Maybe this solves both dark matter and energy at the same time. Quick backstory:

So on top of accounting for unseen mass sprinkled throughout the universe, couldn't the evaporation of an ensemble of microscopic black holes (due to Hawking radiation) also explain universal expansion? As they're all evaporating, is space-time not collectively being put back into the universe back across the event horizon as space-time is distorted less, resulting in exponential universal expansion? No need for dark energy.
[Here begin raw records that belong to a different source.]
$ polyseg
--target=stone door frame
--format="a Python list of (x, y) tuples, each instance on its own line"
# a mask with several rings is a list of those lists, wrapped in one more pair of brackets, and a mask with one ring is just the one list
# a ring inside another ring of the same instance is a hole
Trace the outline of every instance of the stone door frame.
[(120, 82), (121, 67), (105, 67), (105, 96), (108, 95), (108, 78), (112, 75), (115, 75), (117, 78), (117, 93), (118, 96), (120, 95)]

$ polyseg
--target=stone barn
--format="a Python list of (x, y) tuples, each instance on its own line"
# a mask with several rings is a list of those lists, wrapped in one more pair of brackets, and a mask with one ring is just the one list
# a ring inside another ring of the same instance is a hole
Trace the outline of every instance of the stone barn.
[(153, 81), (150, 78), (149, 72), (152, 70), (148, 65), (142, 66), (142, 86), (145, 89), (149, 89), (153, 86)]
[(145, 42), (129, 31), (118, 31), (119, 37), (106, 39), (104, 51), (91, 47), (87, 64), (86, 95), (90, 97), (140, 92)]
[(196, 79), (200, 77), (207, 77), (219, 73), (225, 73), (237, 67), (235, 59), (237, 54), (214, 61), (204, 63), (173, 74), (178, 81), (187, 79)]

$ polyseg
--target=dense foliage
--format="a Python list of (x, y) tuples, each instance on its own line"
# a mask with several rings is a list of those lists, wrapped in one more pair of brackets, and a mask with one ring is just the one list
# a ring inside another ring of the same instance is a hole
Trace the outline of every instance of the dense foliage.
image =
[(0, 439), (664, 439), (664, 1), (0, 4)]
Edit: I think one thing I said could be wrong. Space-time may never come back across the event horizons, even though the event horizons are shrinking. Still, as the distorted space-time around the black holes relaxes, the collective effect could be universal expansion.

The black holes must be sufficiently small enough for some to dissipate significantly on timescales like "only" 14 billion years-ish, if we're seeing expansion effects from that. This also assumes the big bang theory is still at least mostly correct.

Wonder what the characteristic black body emission temperature is for the escaping (presumably very redshifted) radiation. I only say that because the escaping photons are theorized to have a maxwellian/thermal distribution. Edit2: Srry, this is still debated. Is the signal nestled somewhere under the CMB? Maybe a fraction of 1 Kelvin? Hmm.

I can't think of a better set up than Gran Sasso's liquid Xenon detection scheme, deep underneath a massive mountain range. It should eventually catch a lil' black hole tearing through, right? And as far as I know, they haven't found much of a thing to write home about. Maybe we're doin' it wrong?